A view on crackdown and other letters to the editors

A view on crackdown

Regarding Sunday, Nov. 17's front page feature "The Goal is Simple," I ask: What's sensational about these persons' alleged activities? Tough-on-crime conservatives like to cite conventional wisdom about no one being above the law. However, inner-city residents are shouldering the blame for Chattanooga's social ills. I feel poorly served by the federal agents' "crackdown on crack" and the fawning efforts of the local authorities. Why not just call the article "Crack's Black"?

EDWARD D. ROBBINS


Policy invites employee fraud

City employees should not be allowed to put domestic partners on their insurance because eventually fraudulent claims will be filed. The only proof needed is proof that they reside at the same address for one year. Just think about it.
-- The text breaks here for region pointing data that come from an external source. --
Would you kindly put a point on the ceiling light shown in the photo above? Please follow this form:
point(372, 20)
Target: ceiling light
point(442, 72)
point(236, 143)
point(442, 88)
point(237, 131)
If a city employee knows a friend who needs surgery or needs long-term, expensive medicine that their own insurance won't cover, the city employee and that person could just go to the post office and fill out a change of address form and have that person added to their address. After a year of that person's mail coming to the city employee's address, the person can legally be added to the city employee's insurance and they never resided in the same household one single day. That's why I am against it. And that will eventually take place, just wait and see.

P.D. BELL, Hixson


Give police credit for prostitution fight

In his recent letter, a writer asked an excellent question: Why is prostitution unacceptable when sex is regularly used in advertising? While opinions differ on the morality of purchased "recreational sex," two aspects of prostitution show it is clearly wrong and must remain illegal. Men who purchase prostitution harm their own families and reputations. The writer ignores this when he states that people who oppose prostitution ruin the lives of "johns." Aside from breaking Tennessee law, men who visit prostitutes break trust with their families and employers, as is evidenced by the resignation and leave of two men cited recently by the Chattanooga police. Because prostitution is covert, it hides crimes -- including assault, human trafficking, and child and domestic abuse -- committed against prostitutes. The writer implies prostitutes consent to sell their bodies. However, studies show most prostitutes want to stop selling themselves. Prostitutes often enter the sex trade because of poverty, or because they are forced into it; but compliance exacted through drugs or fear of punishment is not consent-- it's coercion. Prostitution degrades those who engage in it -- and their families -- and facilitates the perpetration of other crimes. By conducting their anti-prostitution operation, the Chattanooga police have served their community well.